Freedom's just another word for nothin' left to lose,
And nothin' ain't worth nothin' but it's free ...
— Kris Kristopherson, 'Me and Bobbie McGee', 1973

Double-down or Fold?

I met a lot of people on the bus. During my trip to Alaska in the Summer of '88 I had met a passenger that I really liked. She had just moved out from Chicago to San Francisco and we ended up spending a lot of time together during the trip. I saw her off and on over the next couple of months, and we'd often get together while I was between trips. She was fun to hang out with and her life was busy as she adjusted to a new city, so she was fine with the casual nature of a relationship with a bus driver. Of course, the longer we stayed together the more serious we got. The more serious we became about our relationship the more difficult it became to have a job where I was traveling most of the time.

The Sometime Partner

Since I was staying at her house whenever I wasn't driving I eventually got rid of the room I'd been renting in San Francisco. It just made more sense than having me spend rent money on a place I never slept. It was a 'temporary' arrangement while we figured out where our relationship was going, but I could see that I was coming to a point where I would need to make a decision — I did not want to lead anyone along.

Around this time I drove north to Seattle, then took a charter group of Seattle high schoolers down to Ashland, Oregon to attend the Shakespeare Festival. Since I would be driving the trip alone I decided that Ashland was a good place to sit down with enough cups of coffee to make a decision.

Go Big or Go Home

I had been all over the US at this point and was beginning to think about the future. The Tortoise had been a great vehicle for travel, but I was becoming impatient for what was next. One avenue that I had discussed with many travelers was going around the world. I had marketable skills that I could use to work my way along. I had an understanding of how to move through different cultures and integrate myself. I had a book full of addresses in Europe, Australia, New Zealand, and Asia. I clearly saw a path laid out where I could travel from continent to continent, meeting new people and finding work along the way.

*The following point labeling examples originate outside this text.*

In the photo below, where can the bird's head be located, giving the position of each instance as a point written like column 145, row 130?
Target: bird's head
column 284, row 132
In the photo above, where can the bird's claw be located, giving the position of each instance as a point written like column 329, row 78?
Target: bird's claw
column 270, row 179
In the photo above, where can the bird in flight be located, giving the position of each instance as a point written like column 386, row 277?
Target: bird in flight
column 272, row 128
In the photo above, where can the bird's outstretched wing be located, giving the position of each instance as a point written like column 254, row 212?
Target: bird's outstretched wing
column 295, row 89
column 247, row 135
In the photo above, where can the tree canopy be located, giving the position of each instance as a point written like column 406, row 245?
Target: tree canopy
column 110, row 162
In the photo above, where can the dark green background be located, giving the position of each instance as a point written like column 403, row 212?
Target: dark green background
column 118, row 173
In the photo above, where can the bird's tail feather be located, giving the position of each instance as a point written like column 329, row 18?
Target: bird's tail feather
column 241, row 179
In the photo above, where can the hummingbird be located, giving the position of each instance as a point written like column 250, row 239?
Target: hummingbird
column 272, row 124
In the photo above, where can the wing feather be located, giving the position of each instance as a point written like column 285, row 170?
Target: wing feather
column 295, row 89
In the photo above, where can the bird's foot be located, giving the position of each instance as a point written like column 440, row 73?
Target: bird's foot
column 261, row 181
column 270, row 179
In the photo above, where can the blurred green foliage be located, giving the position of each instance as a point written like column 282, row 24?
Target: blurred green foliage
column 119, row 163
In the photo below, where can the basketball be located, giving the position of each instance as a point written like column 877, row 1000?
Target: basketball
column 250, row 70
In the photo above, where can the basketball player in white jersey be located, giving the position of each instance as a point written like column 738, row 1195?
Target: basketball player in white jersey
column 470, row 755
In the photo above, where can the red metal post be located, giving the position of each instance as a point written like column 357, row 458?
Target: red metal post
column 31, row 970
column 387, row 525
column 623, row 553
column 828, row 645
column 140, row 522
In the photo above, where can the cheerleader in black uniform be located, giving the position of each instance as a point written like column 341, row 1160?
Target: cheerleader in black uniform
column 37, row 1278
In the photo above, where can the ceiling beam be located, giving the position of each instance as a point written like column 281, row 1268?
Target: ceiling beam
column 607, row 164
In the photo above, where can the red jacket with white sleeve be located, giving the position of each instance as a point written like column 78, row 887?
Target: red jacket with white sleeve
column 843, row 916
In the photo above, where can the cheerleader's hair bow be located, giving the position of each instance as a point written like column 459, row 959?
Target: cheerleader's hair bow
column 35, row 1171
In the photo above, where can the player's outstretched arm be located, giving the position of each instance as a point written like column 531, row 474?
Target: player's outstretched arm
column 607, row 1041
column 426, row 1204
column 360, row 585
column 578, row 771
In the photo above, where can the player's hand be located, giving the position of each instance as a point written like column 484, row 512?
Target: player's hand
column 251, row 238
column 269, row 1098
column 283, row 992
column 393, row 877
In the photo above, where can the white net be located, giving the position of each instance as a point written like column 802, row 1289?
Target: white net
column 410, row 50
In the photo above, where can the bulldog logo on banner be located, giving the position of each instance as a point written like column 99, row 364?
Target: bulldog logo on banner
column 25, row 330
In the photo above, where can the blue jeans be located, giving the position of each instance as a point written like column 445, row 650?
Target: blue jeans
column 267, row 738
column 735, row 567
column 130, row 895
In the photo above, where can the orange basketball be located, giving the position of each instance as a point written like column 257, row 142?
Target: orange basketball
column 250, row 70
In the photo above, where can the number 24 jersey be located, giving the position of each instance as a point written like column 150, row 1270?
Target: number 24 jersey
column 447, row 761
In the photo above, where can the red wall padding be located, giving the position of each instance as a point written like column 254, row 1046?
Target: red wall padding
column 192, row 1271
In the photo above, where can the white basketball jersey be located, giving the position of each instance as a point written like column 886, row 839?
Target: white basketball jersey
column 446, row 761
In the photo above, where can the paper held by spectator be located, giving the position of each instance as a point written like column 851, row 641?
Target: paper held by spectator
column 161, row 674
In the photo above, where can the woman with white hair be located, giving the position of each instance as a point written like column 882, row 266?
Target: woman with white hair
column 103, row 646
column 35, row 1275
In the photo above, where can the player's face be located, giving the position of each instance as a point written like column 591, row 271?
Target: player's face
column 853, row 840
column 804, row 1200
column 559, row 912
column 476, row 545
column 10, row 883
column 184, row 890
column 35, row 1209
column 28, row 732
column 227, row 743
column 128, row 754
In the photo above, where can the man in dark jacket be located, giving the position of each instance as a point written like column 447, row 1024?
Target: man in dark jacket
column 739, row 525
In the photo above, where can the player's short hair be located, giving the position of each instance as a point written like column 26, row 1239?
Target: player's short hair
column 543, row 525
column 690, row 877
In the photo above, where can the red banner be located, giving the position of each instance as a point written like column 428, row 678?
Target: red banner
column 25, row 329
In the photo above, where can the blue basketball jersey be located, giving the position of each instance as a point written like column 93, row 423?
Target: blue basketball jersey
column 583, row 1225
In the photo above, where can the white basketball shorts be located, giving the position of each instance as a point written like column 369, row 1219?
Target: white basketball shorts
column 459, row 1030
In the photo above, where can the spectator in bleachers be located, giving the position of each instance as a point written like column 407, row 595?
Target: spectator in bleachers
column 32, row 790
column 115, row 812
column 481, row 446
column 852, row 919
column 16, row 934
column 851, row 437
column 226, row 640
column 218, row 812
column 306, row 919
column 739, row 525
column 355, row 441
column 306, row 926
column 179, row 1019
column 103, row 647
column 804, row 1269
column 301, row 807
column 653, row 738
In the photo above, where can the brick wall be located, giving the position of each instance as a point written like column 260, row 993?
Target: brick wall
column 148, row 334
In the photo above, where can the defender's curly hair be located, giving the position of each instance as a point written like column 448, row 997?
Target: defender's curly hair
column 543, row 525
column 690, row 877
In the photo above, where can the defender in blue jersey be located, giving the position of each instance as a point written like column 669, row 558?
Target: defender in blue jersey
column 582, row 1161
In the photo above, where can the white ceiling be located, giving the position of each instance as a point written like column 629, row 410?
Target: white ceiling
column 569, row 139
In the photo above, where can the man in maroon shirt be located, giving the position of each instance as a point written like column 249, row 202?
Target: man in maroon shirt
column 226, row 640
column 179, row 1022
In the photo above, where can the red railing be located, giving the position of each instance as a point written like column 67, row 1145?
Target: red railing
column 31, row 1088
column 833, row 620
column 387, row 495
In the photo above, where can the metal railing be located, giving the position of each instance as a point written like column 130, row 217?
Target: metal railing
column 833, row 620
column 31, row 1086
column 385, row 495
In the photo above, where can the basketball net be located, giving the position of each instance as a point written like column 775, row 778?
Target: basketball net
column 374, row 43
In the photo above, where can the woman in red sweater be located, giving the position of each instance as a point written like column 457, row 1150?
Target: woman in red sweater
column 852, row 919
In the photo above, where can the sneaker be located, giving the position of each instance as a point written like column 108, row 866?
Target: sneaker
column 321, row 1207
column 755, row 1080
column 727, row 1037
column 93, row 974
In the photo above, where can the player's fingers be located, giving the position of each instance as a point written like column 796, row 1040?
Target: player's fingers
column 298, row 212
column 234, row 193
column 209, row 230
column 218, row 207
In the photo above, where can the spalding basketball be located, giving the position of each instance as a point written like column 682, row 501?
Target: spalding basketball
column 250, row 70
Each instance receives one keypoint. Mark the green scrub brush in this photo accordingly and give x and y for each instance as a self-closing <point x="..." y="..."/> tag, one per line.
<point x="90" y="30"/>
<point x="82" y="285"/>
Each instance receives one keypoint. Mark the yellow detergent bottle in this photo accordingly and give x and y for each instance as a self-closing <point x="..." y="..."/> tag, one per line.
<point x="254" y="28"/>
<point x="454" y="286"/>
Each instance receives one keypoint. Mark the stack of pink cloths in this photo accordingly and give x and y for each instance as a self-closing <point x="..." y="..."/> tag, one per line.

I had everything I needed to make it a reality, but the one thing I did not have was the desire to go. I had been on the road for more than 2 years since leaving Portsmouth and I was tired. I was tired of not having a home and tired of constantly being on the move.

Looking for the End of the Road

I had got what I'd wanted. I had wanted to travel, but I didn't want to spend my whole life on the road. I had someone that I wanted to settle down with and I had a place that I could do that. I was growing to resent the life of travel that I had craved for so long and look longingly at a life where people and things stayed in one place. Looking back it seems odd to say that I burned out on travel after not quite 3 years of it, but as someone who likes a sense of place and being part of a community this was a long time for me to live so disconnected a life. Where it took something of a leap to step outside the mainstream and onto The Road now it would take a leap to step off The Road and back into society.

I decided that I wanted to leave The Road and climb a different mountain. I wanted to build a life with someone in a single place. In the late fall of 1989, feeling partly relieved and partly sorry, I decided to give up my role in 'The Only Trip of It's Kind'. I had no idea exactly how I was going to make that happen, but I knew that I no longer wanted to wander.

My life On The Road was coming to an end.